De op te leggen straf is gegrond op de artikelen 47, 51, 57, 140, 225 en 420ter van het Wetboek van Strafrecht.

BESLISSING

Het hof:
Verklaart het door de verdachte en het door het Openbaar Ministerie ingestelde hoger beroep niet-ontvankelijk, voor zover gericht tegen de beslissingen ter zake van de valsheid in geschrifte van de geschriften onder f en u, voor zover dit onder 3 is tenlastegelegd, en het gewoontewitwassen van het schilderij getiteld ‘[titel schilderij]’, voor zover dit onder 4 is tenlastegelegd.
Verklaart het door de verdachte ingestelde hoger beroep niet-ontvankelijk, voor zover gericht tegen de beslissingen ter zake van het gewoontewitwassen van het salaris dat is ontvangen van [bedrijf], voor zover dit onder 2 is tenlastegelegd, en het gewoontewitwassen van de scooter en contante geldbedragen (in totaal € 18.510,00), voor zover dit onder 4 is tenlastegelegd.
Vernietigt het vonnis waarvan beroep ten aanzien van de kwalificaties van het onder 2, 3 en 4 bewezenverklaarde, de strafoplegging en de beslissingen ten aanzien van de inbeslaggenomen en nog niet teruggegeven BlackBerry-telefoons en doet in zoverre opnieuw recht.
Veroordeelt de verdachte tot een
gevangenisstrafvoor de duur van
24 (vierentwintig) maanden.
Beveelt dat de tijd die door de verdachte vóór de tenuitvoerlegging van deze uitspraak in enige in artikel 27, eerste lid, van het Wetboek van Strafrecht bedoelde vorm van voorarrest is doorgebracht, bij de uitvoering van de opgelegde gevangenisstraf in mindering zal worden gebracht, voor zover die tijd niet reeds op een andere straf in mindering is gebracht.
Gelast de
teruggaveaan de verdachte van de in beslag genomen, nog niet teruggegeven voorwerpen, te weten:
  • een BlackBerry telefoon (goednummer 26DLR14046_296354);
  • een BlackBerry telefoon (goednummer 26DLR14046_296355);
  • een BlackBerry telefoon (goednummer 26DLR14046_296356).
Bevestigt het vonnis waarvan beroep voor zover aan het oordeel van het hof onderworpen voor het overige, met inachtneming van het hiervoor overwogene.

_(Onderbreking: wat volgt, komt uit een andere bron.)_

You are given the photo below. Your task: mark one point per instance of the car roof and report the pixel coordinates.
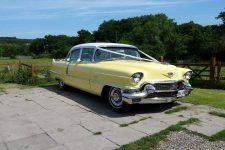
(103, 45)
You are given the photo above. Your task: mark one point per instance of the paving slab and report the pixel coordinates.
(123, 135)
(36, 142)
(150, 126)
(212, 119)
(69, 134)
(123, 119)
(3, 146)
(58, 147)
(94, 142)
(70, 119)
(168, 118)
(100, 125)
(18, 127)
(204, 128)
(48, 120)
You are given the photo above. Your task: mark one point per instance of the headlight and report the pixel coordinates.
(188, 75)
(137, 77)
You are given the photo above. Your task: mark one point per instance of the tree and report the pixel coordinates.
(221, 16)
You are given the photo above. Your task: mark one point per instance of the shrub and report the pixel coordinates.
(24, 76)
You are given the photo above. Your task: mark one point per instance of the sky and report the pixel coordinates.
(37, 18)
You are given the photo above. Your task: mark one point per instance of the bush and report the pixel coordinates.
(24, 76)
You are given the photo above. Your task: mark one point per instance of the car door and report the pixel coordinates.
(80, 70)
(71, 75)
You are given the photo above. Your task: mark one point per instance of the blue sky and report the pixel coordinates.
(37, 18)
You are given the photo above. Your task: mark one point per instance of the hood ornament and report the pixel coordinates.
(169, 74)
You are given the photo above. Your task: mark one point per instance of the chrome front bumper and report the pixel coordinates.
(149, 93)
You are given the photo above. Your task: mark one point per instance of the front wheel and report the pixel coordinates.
(115, 100)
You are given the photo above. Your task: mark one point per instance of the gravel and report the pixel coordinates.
(184, 141)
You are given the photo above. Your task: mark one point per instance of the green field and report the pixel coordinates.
(40, 61)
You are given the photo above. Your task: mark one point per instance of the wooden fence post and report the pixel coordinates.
(32, 70)
(212, 68)
(218, 70)
(161, 59)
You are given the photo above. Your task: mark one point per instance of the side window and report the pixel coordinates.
(75, 55)
(101, 55)
(87, 54)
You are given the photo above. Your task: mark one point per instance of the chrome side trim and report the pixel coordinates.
(80, 78)
(51, 71)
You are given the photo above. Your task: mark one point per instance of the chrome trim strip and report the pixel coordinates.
(81, 78)
(51, 71)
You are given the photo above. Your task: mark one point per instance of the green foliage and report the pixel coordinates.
(157, 35)
(221, 16)
(24, 76)
(216, 113)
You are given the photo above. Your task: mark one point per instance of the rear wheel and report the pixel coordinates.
(115, 100)
(61, 84)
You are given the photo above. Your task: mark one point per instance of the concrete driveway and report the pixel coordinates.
(50, 119)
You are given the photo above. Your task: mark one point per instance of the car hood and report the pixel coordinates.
(151, 70)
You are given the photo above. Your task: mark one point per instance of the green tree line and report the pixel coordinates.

Dit arrest is gewezen door de meervoudige strafkamer van het gerechtshof Amsterdam, waarin zitting hadden mr. M.J.A. Plaisier, mr. W.S. Ludwig en mr. V.J.M. Goldschmeding, in tegenwoordigheid van mr. R.J. den Arend, griffier, en is uitgesproken op de openbare terechtzitting van dit gerechtshof van
6 oktober 2025.
De oudste raadsheer is buiten staat dit arrest mede te ondertekenen.